The second reason is for writing operations. If the CPU must wait until the data is actually written to the disk, the CPU will be completely blocked. A solution for this is using buffer as temporary storage. The CPU just puts the data on buffer and continues to work. There's no need to wait for lengthy disk access.

Another feature can help you overcome disk latency: read-ahead. The basic idea is that if you read a block from a file, there is a chance that you will read the next block of the same file. Thus, if somehow the kernel can predict it, it can "read-ahead" to the next block(s). So, when the data is needed, it is already on the disk cache. This read-ahead concept is the focus of this article.

Overview of Read-Ahead

Let's see how the stock read-ahead logic works. The kernel performs this job by setting up two areas called "windows", each of which is related to a certain area inside the file. One is called the current window, the other is called read-ahead window. Whenever the kernel recognizes a sequential read access inside the current window, it will submit I/O request for pages that belong to read-ahead window. However, anytime the kernel detects that it is no longer doing sequential reads, the read-ahead will be cancelled. This is done to prevent too much bloated caching.

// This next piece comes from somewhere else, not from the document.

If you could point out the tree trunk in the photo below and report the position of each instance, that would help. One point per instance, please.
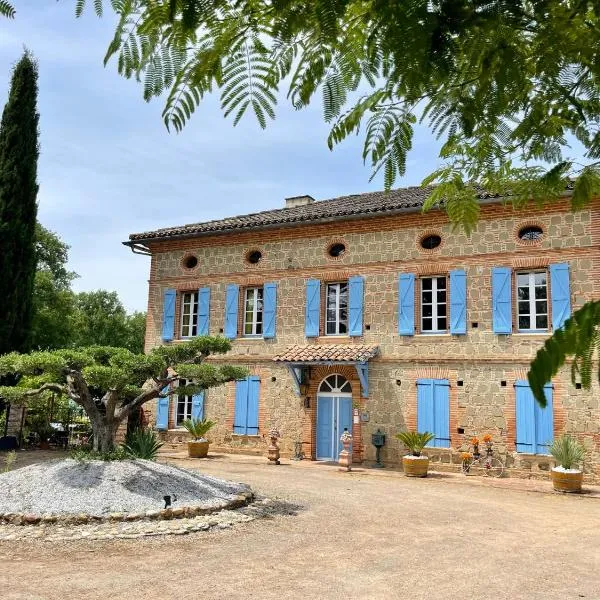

Adaptive read-ahead (ARA) is the new logic added to the Linux kernel. One major goal of ARA is to provide support for aggressive read-ahead. Besides sequential reads, it can also detect some forms of semi-sequential scanning, such as:

Parallel/interleaved sequential scans on one file descriptor
Sequential reads across file open/close lifetime
Mixed sequential/random accesses
Sparse/skimming sequential reads

To use ARA, you must download the appropriate patches from:

http://www.vanheusden.com/ara

and do manual patching [1]. Another alternative is to use the -mm patchset [2]. Use the matching kernel source version to avoid problems.

After taking a quick look on read-ahead basic, three questions arise:

1. How far should we read-ahead? If it is too far, the reader will need less than we have pre-fetched, and we will be wasting memory and bandwidth. If it's too little, we experience more latency and, in case of concurrent readers, more seeks.

2. When do we start read-ahead? Logically, it should start when recognized patterns are detected, such as sequential forward/backward reads. Thus, it is up the logic itself to interpret what kind of disk access the program currently does. Since there are many types, the logic should just try to catch certain common patterns.

3. When do we stop the read-ahead? If we stop too soon, the kernel will lose the chance to speed up I/O. If we stop too late, it will waste precious time seeking and reading on disk (which is really a disadvantage, since again disk access is so slow compared to memory access).

There are two ways to start read-ahead. First, it is initiated by the kernel itself when the built-in heuristic says this disk read will be done sequentially. Second, the user instructs the kernel to do read-ahead, usually via certain system calls, such as posix_fadvise() on Linux kernel version 2.6.x.

Most often, read-ahead is triggered through the first method. This is normal because most applications leave the I/O management completely to the kernel. However, certain applications do interfere in I/O. An example is a database application, where the kernel is forced to predict what the user is trying to do, almost without explicit clues.

Fortunately, there are implicit clues. Generally, read-ahead logic will be started on two conditions: the file is freshly opened and read from first offset, and the first page accessed is the next page of the previously accessed page. Generally, these rules assume forward reading. ARA improves this logic by doing backward pre-fetching if the reader also does backward reading.

How many blocks we will read-ahead? This is trivial work. Conventional read-ahead works somewhat slowly. It normally starts with 8 pages (32 KB), then doubles until it reaches maximum 32 blocks (128 KB). Whenever the logic detects cache miss, but it believes that the page has been recently cached, the read-ahead size is subtracted by 2 blocks. Four blocks (16 KB) is, however, the minimum number of pages in a read-ahead window.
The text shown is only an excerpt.